The only possible hint of what was to come was a report made to police the day before the shooting. One of Tran’s neighbors told officers that his .380-caliber semiautomatic pistol had been stolen from his car.

Police now say Tran had the gun with him when he went to his girlfriend’s house at 9:20 p.m. last Thursday and began arguing with her. In the midst of the argument, police said, he opened fire inside the home, killing Hijen’s mother, Bui Thi Ban, 56, and two brothers, Hien Quach, 22, and Mike Quach, 35.

Phong Quach, 59, the girl’s father, was wounded, as was Hijen, 18, who ran down the street to a convenience store, where she was again shot by Tran, officers said. Afterward, the young man returned to the Quach home and killed himself with a bullet to the head.

Hijen Quach remains hospitalized in serious condition, said Huong Quach. Phong Quach’s condition was upgraded Wednesday from serious to fair. His sister is unable to talk because of hospital breathing tubes but his father is in a deep depression, Huong said. His father told a nurse that he doesn’t want to live, the son said.

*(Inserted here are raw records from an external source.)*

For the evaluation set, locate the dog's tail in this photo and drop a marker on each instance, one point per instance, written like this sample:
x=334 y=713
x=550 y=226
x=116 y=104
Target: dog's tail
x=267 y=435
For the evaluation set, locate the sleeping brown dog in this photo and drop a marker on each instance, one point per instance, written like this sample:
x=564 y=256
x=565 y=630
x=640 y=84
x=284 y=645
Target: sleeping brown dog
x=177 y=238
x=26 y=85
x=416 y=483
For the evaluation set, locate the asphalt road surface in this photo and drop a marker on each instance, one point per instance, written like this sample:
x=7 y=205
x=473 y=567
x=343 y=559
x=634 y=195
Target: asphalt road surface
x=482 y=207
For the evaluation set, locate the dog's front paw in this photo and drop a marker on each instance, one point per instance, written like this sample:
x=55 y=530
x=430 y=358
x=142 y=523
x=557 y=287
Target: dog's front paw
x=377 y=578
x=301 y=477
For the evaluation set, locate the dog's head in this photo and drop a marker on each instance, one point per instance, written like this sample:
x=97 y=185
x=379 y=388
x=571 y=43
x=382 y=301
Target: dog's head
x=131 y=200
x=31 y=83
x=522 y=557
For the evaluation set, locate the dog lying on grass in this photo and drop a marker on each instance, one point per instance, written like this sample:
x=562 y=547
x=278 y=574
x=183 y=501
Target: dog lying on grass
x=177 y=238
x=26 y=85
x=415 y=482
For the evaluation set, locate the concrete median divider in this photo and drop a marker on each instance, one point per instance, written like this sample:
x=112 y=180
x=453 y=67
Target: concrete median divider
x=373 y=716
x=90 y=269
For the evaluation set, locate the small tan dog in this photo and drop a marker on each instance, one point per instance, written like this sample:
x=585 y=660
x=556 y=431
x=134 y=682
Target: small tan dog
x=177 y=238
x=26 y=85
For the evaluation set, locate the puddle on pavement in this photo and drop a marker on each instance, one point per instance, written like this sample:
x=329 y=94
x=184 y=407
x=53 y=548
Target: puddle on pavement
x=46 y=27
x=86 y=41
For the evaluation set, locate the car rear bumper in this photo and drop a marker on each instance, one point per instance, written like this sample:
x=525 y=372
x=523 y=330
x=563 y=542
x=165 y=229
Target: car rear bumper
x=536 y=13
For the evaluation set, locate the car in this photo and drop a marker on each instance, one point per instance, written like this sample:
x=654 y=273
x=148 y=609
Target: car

“It’s too much for my family,” Huong said. “Three people dead and two people in the hospital. That’s too much.”

Funeral services for the slain Quach family members are scheduled for 8:30 this morning in Todd Memorial Chapel, Pomona. Burial will follow at Forest Lawn Memorial-Park, Covina Hills.

Meanwhile, the A. Chau Funeral Home in Los Angeles has tagged Tran’s cremated remains for shipment to Saigon.